I have noticed that while the Canadian Real Estate Association supports the species at risk legislation, it is absolutely worried about the future of real estate values and its clientele who are trying to either buy, sell or maintain their properties. The Canadian Real Estate Association says that it supports the purpose of the bill but that when landowners are deprived of the use of their property while protecting an endangered species, then before the bill is passed it should state for sure what kind of compensation landowners can expect.
As an example, I live up on a hillside in an area just outside Chilliwack. Some new development is going on in the area and there is a concern about a particular species of west coast salamander which is somewhat rare and may exist in the creeks of this hillside area. I say may because no one has actually ever caught one of the little suckers. It is there in theory because it is painted onto the map as the area where the west coast salamander may live. However, people who happen to have a creek running through their property are left with the conundrum of dealing with the reality that there may be a salamander somewhere, although no one can find it, but if they are there huge restrictions have been put on what can be done on that property. The landowners say that whatever they can do to protect it they will do it but that they need the scientific data and they must be shown where its habitat is. They actually have to find one so that they know they have something to protect. They want parameters to work within.

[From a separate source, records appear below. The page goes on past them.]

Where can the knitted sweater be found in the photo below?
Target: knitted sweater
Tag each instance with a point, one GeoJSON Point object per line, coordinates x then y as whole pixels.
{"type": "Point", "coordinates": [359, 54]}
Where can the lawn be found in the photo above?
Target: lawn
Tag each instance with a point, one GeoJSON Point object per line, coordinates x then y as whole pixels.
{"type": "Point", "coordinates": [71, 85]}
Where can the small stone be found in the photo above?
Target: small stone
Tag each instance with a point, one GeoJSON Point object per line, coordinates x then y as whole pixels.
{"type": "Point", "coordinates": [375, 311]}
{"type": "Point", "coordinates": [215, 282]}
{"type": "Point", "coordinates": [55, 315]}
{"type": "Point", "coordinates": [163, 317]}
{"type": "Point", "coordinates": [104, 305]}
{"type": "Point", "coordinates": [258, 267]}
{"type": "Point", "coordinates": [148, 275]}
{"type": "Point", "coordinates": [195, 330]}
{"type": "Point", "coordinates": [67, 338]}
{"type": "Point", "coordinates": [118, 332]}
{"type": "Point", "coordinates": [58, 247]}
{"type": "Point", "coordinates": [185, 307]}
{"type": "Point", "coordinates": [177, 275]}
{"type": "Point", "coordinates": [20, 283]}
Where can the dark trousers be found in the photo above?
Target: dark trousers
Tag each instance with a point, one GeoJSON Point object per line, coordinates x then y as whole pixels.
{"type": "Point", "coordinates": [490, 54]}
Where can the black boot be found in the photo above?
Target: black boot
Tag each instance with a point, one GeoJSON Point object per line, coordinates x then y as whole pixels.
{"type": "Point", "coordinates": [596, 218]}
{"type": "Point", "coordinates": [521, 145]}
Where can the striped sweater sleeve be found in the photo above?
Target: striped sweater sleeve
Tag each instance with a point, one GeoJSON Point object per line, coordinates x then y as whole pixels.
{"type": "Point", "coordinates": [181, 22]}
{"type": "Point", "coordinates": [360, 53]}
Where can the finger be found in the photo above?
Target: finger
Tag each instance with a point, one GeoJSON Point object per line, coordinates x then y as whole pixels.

As this hillside receives lots of rain, some landowners who own 10 acre parcels will have two or three creeks coming together somewhere on their property. When the federal government says that it wants a 100 foot setback on either side of the creek, times three creeks going through the property, plus no roads, landowners will be lucky to have an area the size of a city lot to work with let alone their 10 acres. The whole thing is protected with no compensation to the landowners who are trying to do their best but who are frustrated with the legislation and with the sorts of ambiguities in Group No. 4 that make it impossible to do the job.
The problem with the amendments and the bill in general is that while we all want to protect species at risk, we want to do it based on supportable scientific data and, when possible, based on compensation for landowners who are involved in this protection process. The bill does not do it and the amendments do not do it which is why they are not to be supported.